En cuanto a las partidas duplicadas en la certificación nº 13, coincidimos parcialmente con la valoración de la sentencia recurrida, debiendo hacerse el descuento de las partidas duplicadas de acuerdo con el perito Carlos , con la consiguiente repercusión en lo cobrado en concepto de gastos, beneficio industrial e Igic, pero sólo en lo relativo a la partida consignada en el apartado 2 'Exceso de metros cuadrados certificados de enfoscado de preparación', debiendo reducirse la superficie a 390,17 metros cuadrados. En lo que se refiere a las partidas consignadas en los apartados 3 y 4, relativas a instalaciones eléctricas, si bien alguna de las alegaciones formuladas por la apelante carecen de relevancia, como lo referente a que dichas partidas no están contenidas en la certificación 13 sino en la 12, siendo que la certificación 13 es acumulativa conteniendo las partidas consignadas en las certificaciones anteriores, lo cierto es que las manifestaciones de los testigos Jacinto , que hizo las instalación de electricidad y telecomunicaciones del edificio, y Purificacion , ingeniero técnico industrial, redactora del proyecto de electricidad del edificio, han de ser tenidas en cuenta con carácter preferente en razón de su mejor cualificación en este campo con respecto al resto de los peritos, y si bien en este caso no se trata de analizar si lo consignado en la certificación fue realizado o no, sino si se certificó por duplicado, lo cierto es que estos testigos, con mejor conocimiento, declararon que las certificaciones se realizaron de acuerdo con el proyecto y que no estaban incluidos los mismos conceptos en partidas diferentes. Por otra parte, tampoco procede descontar las siguientes partidas: (i) la analizada en el apartado 1, pues ya el propio perito judicial señala que no procede descontarla, (ii)la
descrita en el apartado 5, pues como bien dice el perito se trata de un problema jurídico relativo a la interpretación del contrato.

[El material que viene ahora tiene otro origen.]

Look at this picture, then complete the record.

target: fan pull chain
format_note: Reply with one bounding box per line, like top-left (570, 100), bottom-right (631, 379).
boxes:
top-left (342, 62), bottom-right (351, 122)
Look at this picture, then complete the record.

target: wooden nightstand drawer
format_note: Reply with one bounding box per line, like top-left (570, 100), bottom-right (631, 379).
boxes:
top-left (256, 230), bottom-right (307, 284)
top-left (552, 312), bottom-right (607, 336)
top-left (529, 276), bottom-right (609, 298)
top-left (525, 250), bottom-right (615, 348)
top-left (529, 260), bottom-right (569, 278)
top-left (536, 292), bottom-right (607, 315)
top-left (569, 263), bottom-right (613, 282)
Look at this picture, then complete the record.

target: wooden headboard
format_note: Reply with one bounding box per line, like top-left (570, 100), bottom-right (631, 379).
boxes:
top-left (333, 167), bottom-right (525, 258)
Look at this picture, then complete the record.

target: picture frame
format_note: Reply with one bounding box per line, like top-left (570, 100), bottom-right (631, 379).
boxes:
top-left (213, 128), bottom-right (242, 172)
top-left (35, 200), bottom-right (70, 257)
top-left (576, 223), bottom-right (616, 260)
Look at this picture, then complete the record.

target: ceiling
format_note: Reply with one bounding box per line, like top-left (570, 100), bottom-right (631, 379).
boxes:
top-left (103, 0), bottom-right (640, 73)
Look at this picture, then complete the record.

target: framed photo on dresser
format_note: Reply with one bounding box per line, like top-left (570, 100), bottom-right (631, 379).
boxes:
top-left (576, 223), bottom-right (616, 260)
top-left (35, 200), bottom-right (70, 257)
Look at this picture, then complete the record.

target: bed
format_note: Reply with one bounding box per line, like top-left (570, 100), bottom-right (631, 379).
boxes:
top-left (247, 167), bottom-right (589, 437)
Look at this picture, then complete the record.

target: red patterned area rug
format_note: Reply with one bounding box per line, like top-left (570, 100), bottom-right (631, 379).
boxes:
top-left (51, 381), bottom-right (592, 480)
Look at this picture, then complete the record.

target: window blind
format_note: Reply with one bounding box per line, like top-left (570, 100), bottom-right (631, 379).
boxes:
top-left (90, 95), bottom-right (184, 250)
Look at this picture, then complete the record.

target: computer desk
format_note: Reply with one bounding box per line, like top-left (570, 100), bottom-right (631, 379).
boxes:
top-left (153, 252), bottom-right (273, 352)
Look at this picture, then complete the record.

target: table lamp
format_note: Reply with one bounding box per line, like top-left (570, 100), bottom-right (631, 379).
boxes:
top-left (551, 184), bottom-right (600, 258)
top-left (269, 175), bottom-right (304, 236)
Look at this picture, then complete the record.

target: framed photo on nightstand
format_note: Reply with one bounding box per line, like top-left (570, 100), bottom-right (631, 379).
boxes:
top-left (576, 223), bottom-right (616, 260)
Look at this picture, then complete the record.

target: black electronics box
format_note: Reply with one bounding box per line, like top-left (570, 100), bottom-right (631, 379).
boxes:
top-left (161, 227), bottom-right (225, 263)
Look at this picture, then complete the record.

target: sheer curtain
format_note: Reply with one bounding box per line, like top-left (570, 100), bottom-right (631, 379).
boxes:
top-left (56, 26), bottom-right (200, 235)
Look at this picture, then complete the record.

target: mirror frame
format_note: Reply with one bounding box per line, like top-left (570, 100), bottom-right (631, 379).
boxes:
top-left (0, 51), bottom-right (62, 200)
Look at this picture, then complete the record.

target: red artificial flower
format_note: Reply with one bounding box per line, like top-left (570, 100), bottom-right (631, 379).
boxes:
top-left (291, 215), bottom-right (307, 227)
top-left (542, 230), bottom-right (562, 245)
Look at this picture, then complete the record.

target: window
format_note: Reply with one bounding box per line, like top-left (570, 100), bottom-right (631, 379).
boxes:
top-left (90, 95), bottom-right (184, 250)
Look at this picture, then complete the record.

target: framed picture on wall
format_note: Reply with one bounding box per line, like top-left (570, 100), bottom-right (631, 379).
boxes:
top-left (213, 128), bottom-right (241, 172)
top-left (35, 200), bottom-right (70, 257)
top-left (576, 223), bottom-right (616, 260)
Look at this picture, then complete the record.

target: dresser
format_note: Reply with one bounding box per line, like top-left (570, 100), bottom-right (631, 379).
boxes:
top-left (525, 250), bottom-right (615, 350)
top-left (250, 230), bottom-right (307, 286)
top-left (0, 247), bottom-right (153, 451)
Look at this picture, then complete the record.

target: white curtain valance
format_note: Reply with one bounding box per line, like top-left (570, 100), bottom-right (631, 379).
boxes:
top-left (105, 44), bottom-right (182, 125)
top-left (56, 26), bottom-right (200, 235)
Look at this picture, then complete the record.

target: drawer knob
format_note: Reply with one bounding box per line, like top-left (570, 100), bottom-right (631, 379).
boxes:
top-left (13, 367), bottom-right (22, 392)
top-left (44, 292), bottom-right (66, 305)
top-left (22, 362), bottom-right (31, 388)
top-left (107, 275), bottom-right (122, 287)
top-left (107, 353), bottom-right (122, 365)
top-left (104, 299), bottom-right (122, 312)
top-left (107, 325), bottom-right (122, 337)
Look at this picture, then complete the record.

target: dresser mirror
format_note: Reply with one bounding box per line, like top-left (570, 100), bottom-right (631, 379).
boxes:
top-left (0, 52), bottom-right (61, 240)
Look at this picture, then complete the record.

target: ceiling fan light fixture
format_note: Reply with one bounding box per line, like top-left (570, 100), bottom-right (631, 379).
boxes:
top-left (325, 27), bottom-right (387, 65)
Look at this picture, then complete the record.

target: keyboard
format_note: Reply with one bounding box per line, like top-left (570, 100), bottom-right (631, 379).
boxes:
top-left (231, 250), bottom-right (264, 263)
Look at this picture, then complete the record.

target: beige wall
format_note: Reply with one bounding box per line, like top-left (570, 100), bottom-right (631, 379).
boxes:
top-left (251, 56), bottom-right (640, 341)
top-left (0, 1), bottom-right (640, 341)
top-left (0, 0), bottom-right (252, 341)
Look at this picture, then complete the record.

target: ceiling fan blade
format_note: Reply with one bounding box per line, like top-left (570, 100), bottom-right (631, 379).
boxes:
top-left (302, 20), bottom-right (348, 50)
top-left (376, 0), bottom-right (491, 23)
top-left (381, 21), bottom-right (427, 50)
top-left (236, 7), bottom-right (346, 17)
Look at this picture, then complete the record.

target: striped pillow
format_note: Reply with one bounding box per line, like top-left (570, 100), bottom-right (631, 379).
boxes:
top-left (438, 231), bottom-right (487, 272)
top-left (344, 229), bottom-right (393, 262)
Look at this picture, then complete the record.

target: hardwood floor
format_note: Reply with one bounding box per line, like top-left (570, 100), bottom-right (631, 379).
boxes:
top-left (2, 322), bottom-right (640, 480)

TERCERO.- En consecuencia, procede estimar en parte el recurso de apelación, revocando parcialmente al sentencia recurrida, debiendo estimarse parcialmente la demanda, reduciéndose la cantidad con la que se ha de aminorar lo reclamado por la actora a lo que resulte en ejecución de sentencia de acuerdo con las bases establecidas en el fundamento jurídico segundo de esta resolución, condenado a la parte demandada a abonar a la actora la cantidad resultante más el interés procesal previsto en el artículo 576 de la LEC a contar desde la fecha de esta resolución, sin que proceda hacer especial pronunciamiento condenatorio en costas en ninguna de las instancias en aplicación de lo dispuesto en los artículos 394.2 y 398.2 de la LEC .
Fallo
Se estima parcialmente el recurso de apelación interpuesto por la entidad Gestiones Inmobiliarias de la Gomera S.L., revocando parcialmente la sentencia dictada en primera instancia, sin que proceda hacer especial pronunciamiento sobre las costas del recurso, y con devolución del depósito que se haya constituido para recurrir.

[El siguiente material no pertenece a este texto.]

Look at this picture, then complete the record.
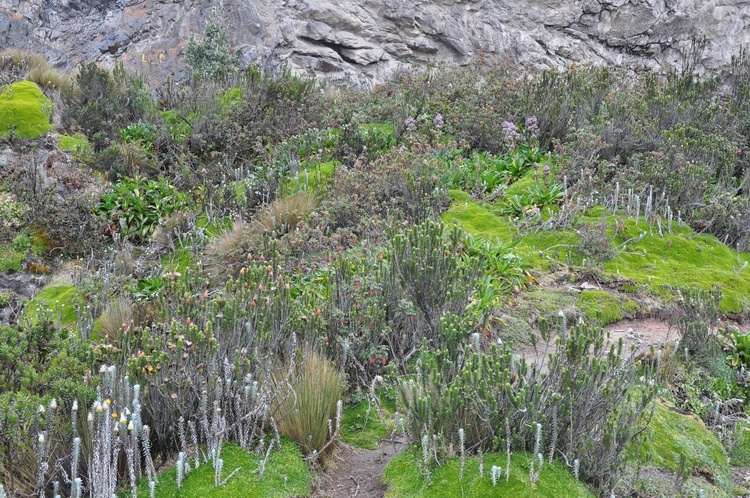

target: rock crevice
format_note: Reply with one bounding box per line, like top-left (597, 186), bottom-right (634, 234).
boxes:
top-left (0, 0), bottom-right (750, 83)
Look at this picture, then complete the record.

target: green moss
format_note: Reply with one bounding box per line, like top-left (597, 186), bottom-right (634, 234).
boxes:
top-left (0, 244), bottom-right (26, 272)
top-left (383, 450), bottom-right (596, 498)
top-left (341, 401), bottom-right (390, 450)
top-left (25, 285), bottom-right (80, 326)
top-left (57, 133), bottom-right (91, 154)
top-left (729, 422), bottom-right (750, 467)
top-left (500, 286), bottom-right (576, 344)
top-left (281, 161), bottom-right (337, 197)
top-left (442, 197), bottom-right (750, 313)
top-left (605, 220), bottom-right (750, 313)
top-left (577, 290), bottom-right (640, 325)
top-left (128, 439), bottom-right (312, 498)
top-left (629, 402), bottom-right (731, 489)
top-left (0, 81), bottom-right (52, 138)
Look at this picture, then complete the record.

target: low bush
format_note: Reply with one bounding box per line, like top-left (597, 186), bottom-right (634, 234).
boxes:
top-left (62, 62), bottom-right (153, 152)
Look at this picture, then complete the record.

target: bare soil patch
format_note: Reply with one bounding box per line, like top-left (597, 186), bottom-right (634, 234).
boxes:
top-left (312, 440), bottom-right (404, 498)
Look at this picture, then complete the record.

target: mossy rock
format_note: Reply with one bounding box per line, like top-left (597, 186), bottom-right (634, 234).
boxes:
top-left (26, 284), bottom-right (81, 326)
top-left (442, 196), bottom-right (750, 313)
top-left (341, 396), bottom-right (395, 450)
top-left (629, 402), bottom-right (732, 496)
top-left (729, 422), bottom-right (750, 467)
top-left (131, 438), bottom-right (312, 498)
top-left (57, 133), bottom-right (91, 154)
top-left (576, 290), bottom-right (640, 325)
top-left (0, 81), bottom-right (53, 138)
top-left (383, 448), bottom-right (596, 498)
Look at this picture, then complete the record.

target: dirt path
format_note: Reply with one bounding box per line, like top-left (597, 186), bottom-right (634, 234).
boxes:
top-left (519, 318), bottom-right (750, 369)
top-left (312, 441), bottom-right (404, 498)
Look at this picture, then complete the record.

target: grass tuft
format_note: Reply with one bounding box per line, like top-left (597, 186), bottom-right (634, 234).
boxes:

Se estima parcialmente la demanda formulada por la entidad Gestiones Inmobiliarias de la Gomera S.L. contra la entidad Inversiones Conrado Rodríguez S.L., condenando a la entidad demandada a abonar a la actora la cantidad que resulte tras aminorar la cantidad reclamada según las bases establecidas en el fundamento jurídico segundo de esta resolución más el interés legal de dicha cantidad desde la fecha de la misma, sin que proceda hacer especial pronunciamiento sobre costas.

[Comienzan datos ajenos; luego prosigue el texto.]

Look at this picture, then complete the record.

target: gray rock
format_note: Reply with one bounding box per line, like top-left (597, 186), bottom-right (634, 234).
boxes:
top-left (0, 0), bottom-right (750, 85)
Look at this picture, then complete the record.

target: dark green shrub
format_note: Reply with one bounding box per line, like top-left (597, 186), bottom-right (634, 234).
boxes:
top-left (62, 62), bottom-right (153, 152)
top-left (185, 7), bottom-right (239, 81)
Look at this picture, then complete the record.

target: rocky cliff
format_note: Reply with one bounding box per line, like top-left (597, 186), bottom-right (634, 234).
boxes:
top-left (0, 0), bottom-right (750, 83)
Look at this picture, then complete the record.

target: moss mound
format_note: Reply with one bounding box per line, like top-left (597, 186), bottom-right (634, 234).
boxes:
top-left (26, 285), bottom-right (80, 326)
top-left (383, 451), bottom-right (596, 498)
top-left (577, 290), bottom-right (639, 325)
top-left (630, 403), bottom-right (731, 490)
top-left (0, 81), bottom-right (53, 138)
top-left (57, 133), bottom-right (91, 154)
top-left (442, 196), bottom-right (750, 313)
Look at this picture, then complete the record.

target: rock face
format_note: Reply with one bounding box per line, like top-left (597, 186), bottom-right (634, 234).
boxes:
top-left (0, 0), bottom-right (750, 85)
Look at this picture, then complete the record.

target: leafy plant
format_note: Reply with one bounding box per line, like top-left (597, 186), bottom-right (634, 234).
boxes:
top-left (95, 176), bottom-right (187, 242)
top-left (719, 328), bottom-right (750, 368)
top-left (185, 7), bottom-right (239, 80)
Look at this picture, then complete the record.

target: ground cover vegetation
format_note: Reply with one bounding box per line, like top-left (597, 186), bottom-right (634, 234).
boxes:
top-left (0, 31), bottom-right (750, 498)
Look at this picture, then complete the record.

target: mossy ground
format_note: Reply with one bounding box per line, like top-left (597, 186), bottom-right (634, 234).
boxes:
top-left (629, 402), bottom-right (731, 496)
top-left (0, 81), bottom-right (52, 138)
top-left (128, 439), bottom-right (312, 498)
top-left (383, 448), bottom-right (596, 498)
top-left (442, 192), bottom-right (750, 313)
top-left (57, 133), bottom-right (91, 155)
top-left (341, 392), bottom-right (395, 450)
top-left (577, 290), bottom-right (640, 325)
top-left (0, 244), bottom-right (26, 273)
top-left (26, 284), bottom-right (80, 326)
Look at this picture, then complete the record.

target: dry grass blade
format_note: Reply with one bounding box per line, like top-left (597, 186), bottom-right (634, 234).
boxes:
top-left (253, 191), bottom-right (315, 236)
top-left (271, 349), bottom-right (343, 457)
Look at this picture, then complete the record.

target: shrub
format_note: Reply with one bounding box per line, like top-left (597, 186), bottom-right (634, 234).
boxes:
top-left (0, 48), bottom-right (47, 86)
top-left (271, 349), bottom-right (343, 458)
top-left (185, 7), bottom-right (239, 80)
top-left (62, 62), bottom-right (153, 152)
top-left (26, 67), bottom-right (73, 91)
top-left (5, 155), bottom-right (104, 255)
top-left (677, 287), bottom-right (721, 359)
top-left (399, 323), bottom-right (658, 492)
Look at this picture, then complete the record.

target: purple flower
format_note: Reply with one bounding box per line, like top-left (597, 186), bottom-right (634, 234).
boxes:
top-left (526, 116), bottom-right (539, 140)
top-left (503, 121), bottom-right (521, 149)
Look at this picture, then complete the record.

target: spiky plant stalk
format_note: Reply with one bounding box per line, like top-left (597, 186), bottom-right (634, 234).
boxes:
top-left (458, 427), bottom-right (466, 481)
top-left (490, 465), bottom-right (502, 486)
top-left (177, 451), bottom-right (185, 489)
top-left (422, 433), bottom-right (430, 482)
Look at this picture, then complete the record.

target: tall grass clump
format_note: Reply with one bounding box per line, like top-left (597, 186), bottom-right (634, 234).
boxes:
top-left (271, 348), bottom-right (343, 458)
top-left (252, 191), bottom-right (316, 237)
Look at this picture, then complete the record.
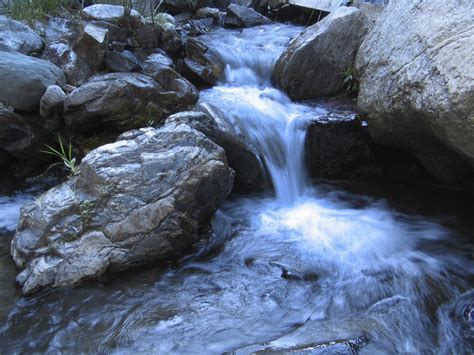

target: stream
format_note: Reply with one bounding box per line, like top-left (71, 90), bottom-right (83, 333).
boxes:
top-left (0, 24), bottom-right (474, 354)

Esta sentencia es susceptible de recurso de casación por interés casacional y extraordinario por infracción procesal ante la Sala Primera del Tribunal Supremo, que se interpondrá ante esta Sección de la Audiencia Provincial en el plazo de veinte días a contar desde su notificación.
Devuélvanse los autos originales al Juzgado de procedencia, con testimonio de esta resolución, para su ejecución y cumplimiento, y demás efectos legales.
Así por esta nuestra resolución, definitivamente juzgando, lo pronunciamos, mandamos y firmamos.